Jesús es el Hijo y pone su causa en manos de su Padre. La Cruz de Cristo rompe la terrible tradición de la espiral de la violencia, esa espiral que introdujo en el mundo el pecado del origen y que ha sido la causa de tantísima sangre derramada; esta tradición está expresada con su terrible verdad en el Canto de Lamec del libro del Génesis:
Y dijo Lámek a sus mujeres:
“Adá y Sillá, oíd mi voz;
mujeres de Lámek, escuchad mi palabra:
Yo maté a un hombre por una herida que me hizo
y a un muchacho por un cardenal que recibí.
Caín será vengado siete veces,
mas Lámek lo será setenta veces siete”.
Desde ese remoto origen la violencia no hará más que crecer, transformando la historia en un gigantesco río de sangre y lágrimas, y amenazando con la destrucción de la vida en la Tierra. Hasta la Cruz. La muerte del Hombre Dios es el paroxismo de la espiral de la violencia; pero es también su derrota. La venganza muere en el Corazón del Crucificado; no pasa al otro lado de la Cruz; no pasa al mundo del Resucitado. Jesús lleva nuestros pecados en su cuerpo, y de sus llagas nos llega la salvación.
Ahora también nosotros podemos poner nuestra causa en manos de Dios, y hacer que la violencia muera en nuestro corazón, seguros de que la justicia de Dios tendrá la última palabra en la historia y en nuestra vida.

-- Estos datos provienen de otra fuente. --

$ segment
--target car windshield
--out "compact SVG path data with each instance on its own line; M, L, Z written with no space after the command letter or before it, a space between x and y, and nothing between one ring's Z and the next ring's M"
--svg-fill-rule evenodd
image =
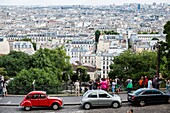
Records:
M85 97L88 93L89 93L89 91L86 91L86 92L83 94L83 97Z
M144 89L138 89L138 90L134 91L133 94L139 95L139 94L142 93L143 91L144 91Z

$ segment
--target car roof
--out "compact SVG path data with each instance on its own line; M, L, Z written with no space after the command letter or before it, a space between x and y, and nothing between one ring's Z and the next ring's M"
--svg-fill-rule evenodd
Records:
M106 92L107 93L107 91L104 91L104 90L101 90L101 89L97 89L97 90L88 90L87 92Z
M156 88L140 88L140 90L158 90L158 89L156 89ZM158 90L158 91L160 91L160 90Z
M45 91L31 91L28 94L45 94L46 95L46 92Z

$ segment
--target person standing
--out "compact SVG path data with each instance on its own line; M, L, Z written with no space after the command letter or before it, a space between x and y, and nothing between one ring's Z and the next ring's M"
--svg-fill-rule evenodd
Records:
M139 80L139 87L140 88L143 88L143 82L144 82L144 80L143 80L143 76L142 76L141 79Z
M89 81L89 90L92 90L93 89L93 82L92 80Z
M75 96L78 97L80 96L80 83L78 80L74 83L74 86L75 86Z
M148 77L145 76L145 79L144 79L144 88L147 88L148 86Z
M166 93L170 94L170 80L166 81Z
M107 81L105 78L102 78L102 81L100 82L101 89L107 91Z
M115 93L115 88L116 88L116 82L112 80L112 93Z
M0 76L0 96L3 96L3 76Z
M153 88L152 87L152 80L151 79L149 79L149 81L148 81L148 88Z
M116 82L116 91L117 91L117 94L119 94L120 93L120 80L116 78L115 82Z
M4 81L4 83L3 83L3 95L4 95L4 97L6 97L7 96L7 82L6 81Z
M126 113L133 113L133 109L128 110Z
M131 90L133 88L133 84L132 84L132 80L131 79L127 79L127 93L131 93Z

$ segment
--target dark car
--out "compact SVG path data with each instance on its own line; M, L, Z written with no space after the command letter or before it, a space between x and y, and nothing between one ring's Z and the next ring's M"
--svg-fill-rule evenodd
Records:
M155 88L141 88L133 93L128 93L128 101L144 106L152 103L170 103L170 94Z
M62 105L61 98L49 97L45 91L32 91L20 103L20 106L23 106L26 111L31 110L32 107L52 107L57 110Z

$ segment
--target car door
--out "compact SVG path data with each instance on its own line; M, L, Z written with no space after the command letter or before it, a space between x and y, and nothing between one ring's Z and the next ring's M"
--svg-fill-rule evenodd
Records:
M151 103L154 101L154 99L152 98L152 91L151 90L146 90L142 93L142 95L140 95L139 99L140 100L144 100L146 103Z
M39 106L39 94L33 94L30 101L31 101L31 104L32 106Z
M48 106L48 98L44 94L39 95L39 106Z
M91 92L88 95L88 99L89 99L88 102L90 102L92 106L98 106L99 105L99 100L98 100L97 92Z
M159 103L159 102L165 101L164 95L160 91L152 90L152 94L153 94L152 98L153 98L154 103Z
M100 106L110 106L112 103L111 97L105 92L98 92L99 94L99 105Z

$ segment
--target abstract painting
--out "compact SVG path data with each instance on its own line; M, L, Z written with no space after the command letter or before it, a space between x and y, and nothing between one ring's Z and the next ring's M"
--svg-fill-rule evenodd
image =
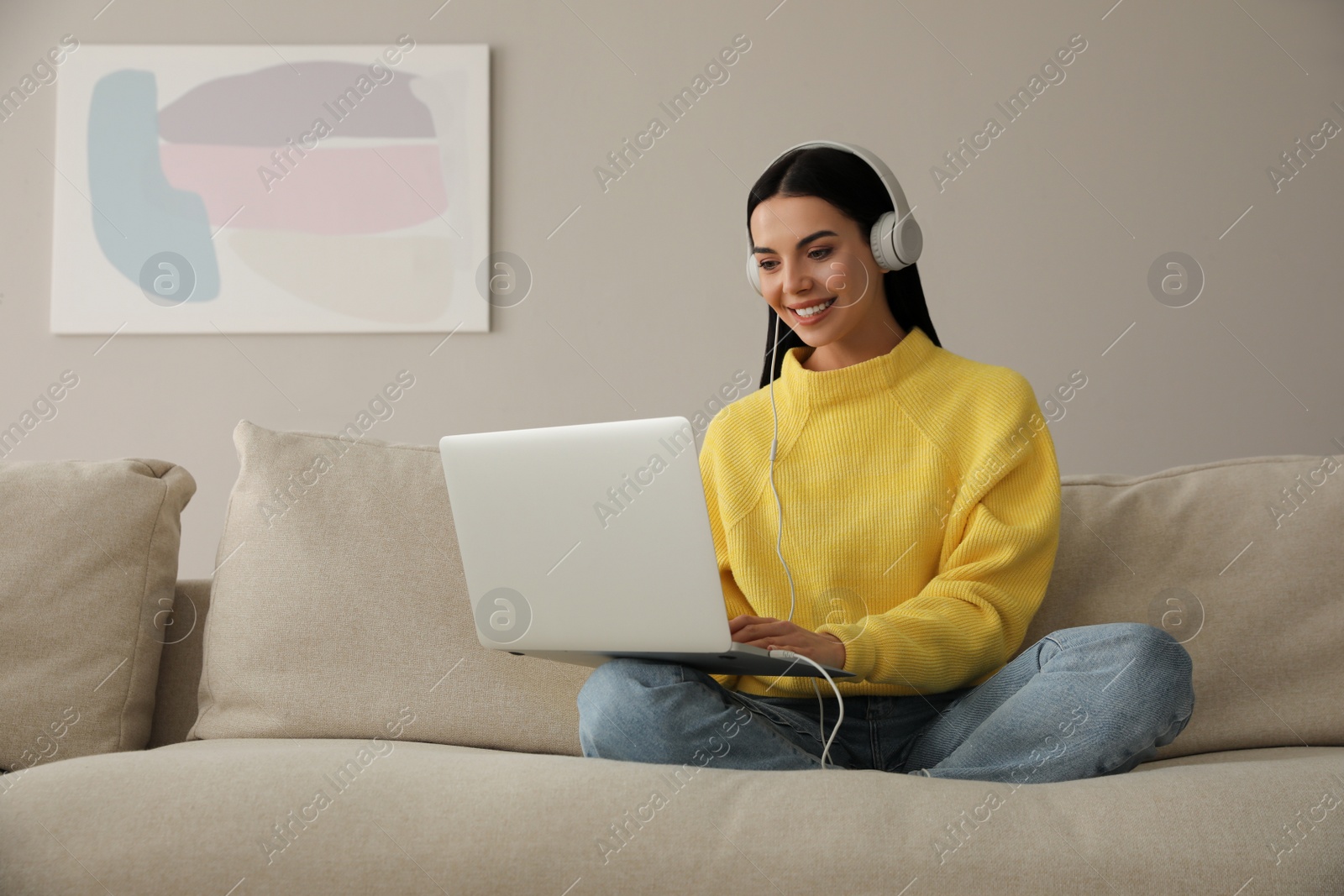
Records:
M51 332L487 332L488 51L81 44Z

Jesús sube al madero, no para condenarnos, sino para venir a buscarnos a los que éramos como ovejas descarriadas y ser el Pastor y Guardián de nuestras almas. Si dejamos que la Cruz de Cristo grabe su sello de mansedumbre y humildad en nuestro corazón –es pura gracia de Dios–, entonces será verdad que hemos muerto al pecado para vivir para la justicia. Este es el modo de seguir las huellas de Cristo; y llegará un día en el que estaremos con el Señor glorioso contemplando su gloria, tal como Jesús pide a su Padre.
San Pedro ha dicho que Jesús, subiendo al madero, Él mismo llevó nuestros pecados en su cuerpo; (...) y por sus llagas fuisteis sanados. ¿Llegará el día en que veremos nuestros pecados en el cuerpo de Cristo Resucitado? Si es así, ese día sabremos lo que es la vergüenza y el arrepentimiento y dolor de corazón; ese día sabremos lo que es llorar. Y esas lágrimas nos purificarán el corazón. Solo pensar en ese día nos tiene que mover a pedir al Señor la gracia necesaria para nunca más pecar; y a descubrir el valor de expiación por nuestros pecados que tiene el sufrimiento en esta vida. Por eso nos dice San Pedro: pero si obrando el bien soportáis el sufrimiento, eso es agradable a los ojos de Dios.